Combinando esplendor e volúpia, as árvores da avenida lançam uma sombra lenta e furtiva sobre a brancura calcária dos passeios. Vejo-as de cima, a exuberância da copa batida pela aragem, o verde tisnado pelo sol de Julho, e respiro fundo. A tarde caminha como uma rameira fugitiva, mas muito ainda terá de penar até se entregar, não sem prazer, nos braços da noite. São assim os dias por aqui. O peso do céu esmaga a terra e as pessoas vão rua fora, oficiando paciências, esperando que a vida resolva o que nunca resolverá. Perambulo pela casa como se fosse personagem de um romance de Xavier de Maistre e descubro sempre um motivo de interesse. Um livro de que me esquecera fora do lugar, um CD que não oiço há muito, a fotografia de algum neto, outra em que estou ao colo da minha avó materna. Entre avó e neto vão cinco gerações, penso enquanto me aproximo de outra janela. Na praceta, lá em baixo, não se vê vivalma. Ao longe, os carros estacionados no Hospital reverberam, enquanto as paredes do edifício escurecem sob o peso das colónias de fungos. Encaminho-me suavemente para o sítio onde, benevolente, a loucura me aguarda. Ainda é cedo, digo ao olhar para o relógio.
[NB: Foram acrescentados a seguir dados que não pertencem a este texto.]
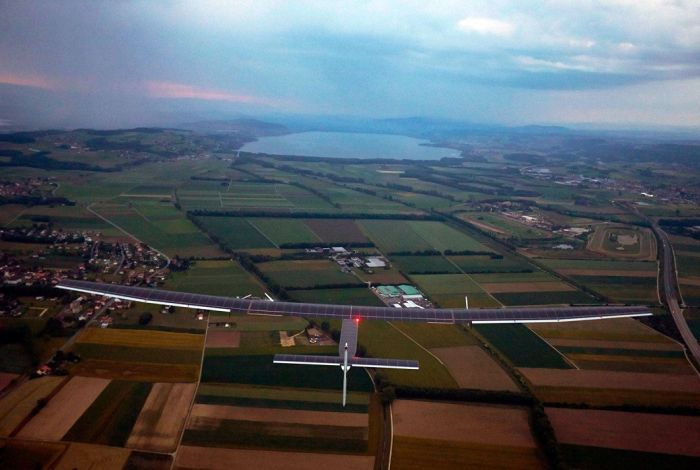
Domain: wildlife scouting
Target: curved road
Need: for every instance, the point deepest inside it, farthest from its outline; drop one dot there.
(670, 283)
Ainda é cedo para a loucura chegar?
ResponderEliminarOu para a tarde se entregar, com prazer, nos braços da noite?
Ou para esperar o impossível: que a vida resolva os meus problemas?
Vou perambular um pouco pela sala, tentando encontrar um sentido para a vida. Talvez o encontre, ou talvez ainda seja cedo... ou demasiado tarde.
⚘
Maria
Não se sabe lá muito bem. Seja como for, agora já é um pouco mais tarde.